Businesses: which currency should you use for financing?
With the globalisation of capital markets, companies can now secure financing in foreign currencies much more easily than before. Whether your company chooses to take out a bank loan, raise capital, or launch an initial public offering, it therefore has a wide range of international options available. However, there must be sound reasons behind a company’s decision to raise funds in a foreign currency rather than its domestic currency. Here’s why.
Financing your business in local currency
For most companies, initial financing is usually arranged in the local currency to avoid unnecessary complications. And with good reason: whether it involves borrowing money, raising funds or going public, these processes are generally easier to manage at a local level.
As a company’s primary market is often the area where it is based, it makes perfect sense for companies to instinctively raise finance in their domestic currency (since this is the currency they use for invoicing and payments).
As they grow, and even as they begin to expand internationally, companies tend to stick with domestic financing solutions, even if this means converting the funds obtained into the foreign currency or currencies they require at a later stage.
> Discover our currency exchange service for businesses
Financing your business in foreign currencies
Whilst financing in the domestic currency remains the norm, financing in foreign currencies also has certain advantages.
Just as buying property abroad or investing in foreign currencies broadens the range of options available to you, seeking a source of finance beyond national borders also allows you to take better advantage of competition.

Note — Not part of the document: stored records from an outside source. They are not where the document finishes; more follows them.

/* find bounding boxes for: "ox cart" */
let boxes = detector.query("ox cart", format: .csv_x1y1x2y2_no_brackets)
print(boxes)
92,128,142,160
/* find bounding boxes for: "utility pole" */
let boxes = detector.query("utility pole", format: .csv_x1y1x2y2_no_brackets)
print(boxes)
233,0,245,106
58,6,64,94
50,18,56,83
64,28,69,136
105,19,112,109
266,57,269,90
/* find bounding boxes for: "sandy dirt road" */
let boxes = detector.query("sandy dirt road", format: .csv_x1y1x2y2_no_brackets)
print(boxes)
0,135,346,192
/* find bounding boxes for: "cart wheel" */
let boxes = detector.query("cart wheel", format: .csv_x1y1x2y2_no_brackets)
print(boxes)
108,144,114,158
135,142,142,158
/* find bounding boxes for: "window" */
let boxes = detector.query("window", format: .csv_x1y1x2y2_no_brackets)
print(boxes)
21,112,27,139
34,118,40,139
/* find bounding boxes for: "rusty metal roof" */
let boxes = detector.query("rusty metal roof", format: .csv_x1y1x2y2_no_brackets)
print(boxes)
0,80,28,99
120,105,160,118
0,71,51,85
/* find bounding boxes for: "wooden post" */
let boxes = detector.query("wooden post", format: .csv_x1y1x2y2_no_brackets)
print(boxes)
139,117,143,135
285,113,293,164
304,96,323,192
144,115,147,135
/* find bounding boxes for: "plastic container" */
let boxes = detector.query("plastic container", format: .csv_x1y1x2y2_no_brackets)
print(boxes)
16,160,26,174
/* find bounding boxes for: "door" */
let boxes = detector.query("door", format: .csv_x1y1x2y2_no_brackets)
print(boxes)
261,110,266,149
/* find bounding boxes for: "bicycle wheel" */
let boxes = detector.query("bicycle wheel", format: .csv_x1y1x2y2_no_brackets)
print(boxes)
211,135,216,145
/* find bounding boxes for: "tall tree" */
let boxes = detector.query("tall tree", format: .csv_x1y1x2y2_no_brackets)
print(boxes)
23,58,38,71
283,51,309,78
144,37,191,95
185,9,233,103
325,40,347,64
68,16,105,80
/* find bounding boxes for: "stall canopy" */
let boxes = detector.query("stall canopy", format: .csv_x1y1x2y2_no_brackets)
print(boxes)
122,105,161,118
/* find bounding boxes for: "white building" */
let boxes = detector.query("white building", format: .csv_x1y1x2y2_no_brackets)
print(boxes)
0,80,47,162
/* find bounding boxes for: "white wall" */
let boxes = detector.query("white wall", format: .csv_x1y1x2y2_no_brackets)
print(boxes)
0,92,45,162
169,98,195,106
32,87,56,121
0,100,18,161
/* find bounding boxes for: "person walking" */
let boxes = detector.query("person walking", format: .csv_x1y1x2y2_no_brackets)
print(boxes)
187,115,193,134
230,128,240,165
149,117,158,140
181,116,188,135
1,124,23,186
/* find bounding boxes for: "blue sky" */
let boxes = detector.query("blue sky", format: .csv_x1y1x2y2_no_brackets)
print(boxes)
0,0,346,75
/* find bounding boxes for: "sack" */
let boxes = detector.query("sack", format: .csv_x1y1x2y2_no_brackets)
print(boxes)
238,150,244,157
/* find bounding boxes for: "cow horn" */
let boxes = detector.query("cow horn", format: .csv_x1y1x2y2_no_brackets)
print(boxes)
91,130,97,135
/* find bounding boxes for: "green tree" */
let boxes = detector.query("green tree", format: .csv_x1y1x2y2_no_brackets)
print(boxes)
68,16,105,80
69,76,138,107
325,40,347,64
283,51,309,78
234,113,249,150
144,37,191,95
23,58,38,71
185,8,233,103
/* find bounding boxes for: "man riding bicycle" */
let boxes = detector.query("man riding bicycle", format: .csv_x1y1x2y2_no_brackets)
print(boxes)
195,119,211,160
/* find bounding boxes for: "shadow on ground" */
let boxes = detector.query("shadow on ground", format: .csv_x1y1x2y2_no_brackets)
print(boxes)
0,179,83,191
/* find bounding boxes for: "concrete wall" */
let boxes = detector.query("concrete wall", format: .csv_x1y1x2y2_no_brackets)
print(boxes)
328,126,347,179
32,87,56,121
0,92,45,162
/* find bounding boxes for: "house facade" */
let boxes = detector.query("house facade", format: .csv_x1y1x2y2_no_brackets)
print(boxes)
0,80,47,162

Interest rates, the collateral required, the terms on which funds are made available… All the characteristics of a source of finance can vary significantly from one currency area to another. By looking to secure finance internationally, a business therefore increases its chances of finding the perfect fit!
Please note, however, that taking out a loan in a foreign currency exposes you to exchange rate risk. If your loan has a variable interest rate, you will be exposed to a combined interest rate and exchange rate risk, which can be difficult to manage.
As part of a fundraising round or an initial public offering, a company may also choose to raise funds in a currency other than its domestic currency in order, for example, to take advantage of the liquidity of a foreign market or to gain greater media exposure within its target market.
Swiss or European start-ups may therefore be encouraged to turn to US funds to finance their growth in dollars when the sums involved are too large for the local ecosystem.
In the same vein, Chinese companies were at one time attracted by the prospect of listing on the New York Stock Exchange in order to gain visibility in the Western world (before being called to order by Beijing).
Swiss franc, euro, US dollar… Which currency should you choose?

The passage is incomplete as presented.